En busca de estas coordenadas y presupuestos, naturalmente uno se topa con el Vértigo del erotismo: su sustancia se deslizada de un extremo a otro, y al estar bajo la influencia de la ley, participar de un sistema ideológico y mediático especular, su intensidad poética es, en apariencia, inofensiva, y sus efectos o sus cruces con la literatura parecen ocultos bajo una constelación de gestos que anticipan, o amortiguan, ráfagas de totalitarismo.

Si bien es cierto que discurso erótico hoy carece de una poética que suspenda la ley (simplemente los tiempos y los parámetros cambiaron), a cambio ofrece un caudal ideológico, información potencial para reflexionar sobre el sujeto y su enajenación: alentarlo y de alguna manera denunciarlo ante sí, ponerlo ante un espejo que sanciona la lengua alienada. En pocas palabras, el erotismo contemporáneo es capaz de señalar lo ideológico de la ideología, atravesar el contenido de la ley, es decir el contrato, para denunciar al sujeto fuera de sí, fuera de sus efectos subjetivos.

En este sentido, puede hablarse de una politización actual de lo erótico. Entre los extremos de la ley, lo erótico transcurre como una recta que es precisamente el sentido real de lo político fuera de la democracia del espectáculo. Una recta que divide campos, y retorna y traiciona a cada individuo, a la vez que lo sitúa ante la lectura de un fenómeno, y lo obliga a una elección de lenguaje.

Ahora bien, el discurso erótico, al no ser una institución que postula su verdad, se autoanula como institución, y en ese paso suma legitimidad... Traslada su peligrosidad a los efectos políticos y a su participación en el sistema: a lo que sabe de la ley por estar en su centro. Como si por estar en el interior del mecanismo, pudiera infiltrar un dispositivo autónomo para, desde ahí, proponer precisamente lo que Sade, por su intensidad poética, su doble negación, no alcanza a operar sobre el sistema de ideas: crear Otro en la ley. Un doble. Crear otros para ley. Un ojo ajeno en el corazón de la Ley. Hoy, en cambio, lo erótico implica un saber porque es el centro camuflado del sujeto contemporáneo.

Todo esto no vendría al caso si no introdujéramos una superposición... Ese ojo en el corazón de la Ley está, a la vez, en el centro del arte contemporáneo. Entonces llegamos a una superación del sentido de lo político recién mencionado, y de alguna manera esa superposición de dos centros, el erótico y el artístico, cuya sustancia es la misma, unifica una mirada, y sucede de manera oculta, por debajo, pero siempre por dentro. Podemos hablar, entonces, de dispositivo, esto es, un mecanismo que no actúa "en el lugar de", sino que crea su propia funcionalidad en el interior de una función universal.

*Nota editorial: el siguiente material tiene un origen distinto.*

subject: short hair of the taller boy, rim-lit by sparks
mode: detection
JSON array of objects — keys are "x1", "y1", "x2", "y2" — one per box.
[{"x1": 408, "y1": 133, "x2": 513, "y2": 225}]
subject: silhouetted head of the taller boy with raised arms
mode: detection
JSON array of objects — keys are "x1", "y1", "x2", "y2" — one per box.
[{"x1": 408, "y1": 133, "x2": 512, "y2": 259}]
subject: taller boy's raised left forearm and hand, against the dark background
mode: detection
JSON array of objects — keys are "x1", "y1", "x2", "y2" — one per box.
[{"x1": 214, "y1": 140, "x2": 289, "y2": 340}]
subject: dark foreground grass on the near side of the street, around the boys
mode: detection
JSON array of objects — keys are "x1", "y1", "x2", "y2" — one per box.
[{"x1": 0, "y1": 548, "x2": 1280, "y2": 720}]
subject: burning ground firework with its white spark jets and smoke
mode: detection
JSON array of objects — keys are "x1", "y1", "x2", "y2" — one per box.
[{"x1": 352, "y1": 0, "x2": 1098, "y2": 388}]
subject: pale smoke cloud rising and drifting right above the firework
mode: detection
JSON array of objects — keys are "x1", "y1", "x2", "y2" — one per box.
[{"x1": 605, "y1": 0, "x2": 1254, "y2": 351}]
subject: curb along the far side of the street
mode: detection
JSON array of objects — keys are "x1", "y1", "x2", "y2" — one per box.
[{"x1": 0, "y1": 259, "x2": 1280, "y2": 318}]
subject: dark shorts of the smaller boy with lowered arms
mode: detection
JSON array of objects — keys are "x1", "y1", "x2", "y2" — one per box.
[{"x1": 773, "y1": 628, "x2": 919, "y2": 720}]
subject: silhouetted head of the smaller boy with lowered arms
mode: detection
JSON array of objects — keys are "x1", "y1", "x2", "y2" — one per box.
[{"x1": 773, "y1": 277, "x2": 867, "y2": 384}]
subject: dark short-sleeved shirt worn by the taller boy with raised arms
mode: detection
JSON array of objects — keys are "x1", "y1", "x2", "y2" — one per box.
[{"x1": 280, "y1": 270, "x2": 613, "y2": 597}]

Pues bien, sin duda lo erótico atraviesa con una recta política el centro de la ley, el arte y la literatura, pero no a lo largo ni a lo ancho, sino en profundidad. Basta hurgar en las expresiones de arte contemporáneo para corroborar su poder de afirmación por sobre los vicios mismos del sistema. Ese poder de afirmación, esa potencia política, legitima el dispositivo, lo mantiene intacto a pesar de todo. La recta erótico artística literaria si se quiere es una reserva, pero nunca una institución (la institución, desde la prohibición de Sade, es moderna). Según quien la active, puede volverse en contra de los creadores de ojos, sabotear los mundos de compras, detonar su propio saber.

Para terminar arriesgaremos algo más: en la prolongación de esa recta con contenidos políticos que a la vez atraviesa el centro del arte, nace una operación significativa, la funcionalidad a la que recién hacía referencia, y que es, en resumidas cuentas, la de instituir otra ley dentro de la ley; filtrar un fantasma en la ideología: la operación de la crítica por excelencia. Es decir, y yendo un poco más allá, cuando el discurso erótico une el núcleo de la literatura y el arte, se completa y se pone en marcha un dispositivo crítico que ofrece, así, desde su capacidad para infiltrarse en el campo de producción de ideas, la posibilidad de traicionar al sistema mismo, invertirlo como a un guante, introducir excepciones significativas. Tal vez, en su razón última, el discurso erótico y el literario se superpongan en la crítica, impugnen las apariencias y los contratos de nuestro tiempo, y preserven lo humano en el lugar de la excepción.


Oliverio Coelho

* Universidad del Noreste, Corrientes, el 25/06/03.